O uso de veículos de tração animal no Brasil
Enviada em 15/07/2021
Platão, em “O Mito da Caverna, afirma, alegoricamente, que a sabedoria é fruto de processos que demandam tempo, esforço e superação. Contudo, o cenário brasileiro não aplica a teoria platônica quanto à questão da utilização de quadrúpedes de grande porte como condutor de veículos, uma vez que o descaso da sociedade, no que tange às etapas para a atenuação do impasse, mostra-se frequente. Por isso, cabe a análise acerca da má influência midiática e da legislação deficitária.
Convém ressaltar, de início, a intrínseca relação entre a articulação publicitária e o uso dos bichos para mover carroças no Brasil. Nessa perspectiva, segundo Bourdieu, o que foi criado para ser instrumento de democracia não deve ser convertido em mecanismo de opressão. Todavia, a mídia rompe com a lógica do sociólogo, no que corresponde ao ato de utilizar cavalos e burros como puxadores de carruagem, posto que ela não cumpre seu papel e se mostra, muitas vezes, indiferente diante do desequilíbrio existente. Isso se confirma com as poucas divulgações acerca da falta de necessidade dos pets fazerem as mesmas funções de um transportador de peso, o que compromete a preparação adequada da população.
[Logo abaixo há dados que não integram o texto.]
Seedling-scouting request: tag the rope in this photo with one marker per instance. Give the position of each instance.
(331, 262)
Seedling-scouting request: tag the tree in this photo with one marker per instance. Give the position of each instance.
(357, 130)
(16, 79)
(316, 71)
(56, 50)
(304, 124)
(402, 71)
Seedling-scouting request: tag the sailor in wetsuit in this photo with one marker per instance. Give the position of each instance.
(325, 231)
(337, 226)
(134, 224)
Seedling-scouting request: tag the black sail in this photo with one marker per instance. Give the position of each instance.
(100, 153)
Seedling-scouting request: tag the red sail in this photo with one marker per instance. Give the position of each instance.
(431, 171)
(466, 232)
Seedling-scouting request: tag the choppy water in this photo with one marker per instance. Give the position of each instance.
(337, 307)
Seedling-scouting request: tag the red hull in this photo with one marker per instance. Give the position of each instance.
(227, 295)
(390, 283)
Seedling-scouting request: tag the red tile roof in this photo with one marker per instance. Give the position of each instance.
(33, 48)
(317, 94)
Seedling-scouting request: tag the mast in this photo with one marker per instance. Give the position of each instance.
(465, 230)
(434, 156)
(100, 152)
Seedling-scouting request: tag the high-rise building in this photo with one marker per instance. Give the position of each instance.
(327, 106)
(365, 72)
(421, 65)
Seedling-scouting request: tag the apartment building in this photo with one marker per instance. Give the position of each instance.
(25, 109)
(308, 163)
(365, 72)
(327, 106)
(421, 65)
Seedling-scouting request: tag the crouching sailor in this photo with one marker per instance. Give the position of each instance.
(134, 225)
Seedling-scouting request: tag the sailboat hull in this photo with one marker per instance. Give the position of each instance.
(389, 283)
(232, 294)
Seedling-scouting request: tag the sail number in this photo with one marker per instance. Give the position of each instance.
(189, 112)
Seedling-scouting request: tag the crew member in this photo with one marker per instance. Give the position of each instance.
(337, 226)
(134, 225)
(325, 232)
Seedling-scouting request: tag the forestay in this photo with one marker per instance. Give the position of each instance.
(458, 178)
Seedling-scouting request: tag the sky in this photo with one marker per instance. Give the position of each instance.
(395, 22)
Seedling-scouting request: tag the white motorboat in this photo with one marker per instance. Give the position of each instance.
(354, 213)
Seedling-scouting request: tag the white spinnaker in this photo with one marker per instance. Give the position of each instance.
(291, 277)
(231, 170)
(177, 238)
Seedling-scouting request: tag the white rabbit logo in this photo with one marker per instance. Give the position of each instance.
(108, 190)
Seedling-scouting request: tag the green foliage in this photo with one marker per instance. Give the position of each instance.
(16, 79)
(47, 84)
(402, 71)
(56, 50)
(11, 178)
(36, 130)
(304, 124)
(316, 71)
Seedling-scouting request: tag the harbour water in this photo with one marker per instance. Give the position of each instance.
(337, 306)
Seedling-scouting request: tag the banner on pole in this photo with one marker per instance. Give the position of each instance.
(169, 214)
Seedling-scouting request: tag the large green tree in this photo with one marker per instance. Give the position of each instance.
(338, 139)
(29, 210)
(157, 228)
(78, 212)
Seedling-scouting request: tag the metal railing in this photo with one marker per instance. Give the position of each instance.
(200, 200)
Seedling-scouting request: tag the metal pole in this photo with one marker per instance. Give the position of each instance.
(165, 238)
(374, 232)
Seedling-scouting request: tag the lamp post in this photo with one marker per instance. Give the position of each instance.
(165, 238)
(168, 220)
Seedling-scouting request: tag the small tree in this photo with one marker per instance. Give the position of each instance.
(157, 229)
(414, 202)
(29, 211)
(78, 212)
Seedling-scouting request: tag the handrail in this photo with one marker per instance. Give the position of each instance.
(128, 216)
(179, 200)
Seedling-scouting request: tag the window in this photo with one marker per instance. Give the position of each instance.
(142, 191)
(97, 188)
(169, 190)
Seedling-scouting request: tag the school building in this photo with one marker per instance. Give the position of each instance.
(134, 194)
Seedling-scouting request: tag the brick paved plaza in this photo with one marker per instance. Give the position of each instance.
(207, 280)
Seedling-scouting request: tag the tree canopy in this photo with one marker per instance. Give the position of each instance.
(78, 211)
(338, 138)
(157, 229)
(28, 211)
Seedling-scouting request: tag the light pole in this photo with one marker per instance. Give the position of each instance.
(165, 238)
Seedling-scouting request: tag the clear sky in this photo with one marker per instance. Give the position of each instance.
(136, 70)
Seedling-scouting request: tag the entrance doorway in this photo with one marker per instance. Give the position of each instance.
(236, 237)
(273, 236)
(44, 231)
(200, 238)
Nesse sentido, as intervenções sobre o problema são prejudicadas e, em vista disso, faz-se imprescindível a reformulação dessa circustância.
Paralelo a esse fato, é válido pontuar que a insuficiência legislativa influi sobre a questão como um forte empecilho. Nesse viés, sabe-se que a Constituição da República Federativa do Brasil de 1988 é a lei básica que busca garantir a integridade dos seres vivos e do ambiente em que estão inseridos. Assim, a existência dessa legislação é de suma importância, no entanto, suas ações não se mostram satisfatórias para a melhora da diminuição do uso de seres de quatro patas como meio de transporte. Isso porque tais regimentos não estão atrelados às políticas públicas eficientes que atuem na base do problema. Logo, torna-se árduo reverter a situação.
Portanto, providências são necessárias para migitar o impasse. Para tanto, é dever do Senado Federal, em parceria com as mídias de grande acesso, divulgar amplamente as plataformas on-line de consulta e denúncia pública, com intuito de tornar a população mais atuante e exigente quanto ao cumprimento do direito constitucional de suporte de proteção aos animais que são usados como veículos de tração no Brasil. Isso pode ocorrer por meio de palestras, ministradas em escolas e em universidades, a serem webconferenciadas nas redes sociais dessas instituições. Tal iniciativa deve incluir a presença de voluntários ativistas sociais e de pecuaristas, que discutam a questão e comparem o respaldo que a mídia oferece aos seus relatos. Dessa forma, com o sancionamento das medidas apresentadas, a alegoria platônica poderá ser praticada.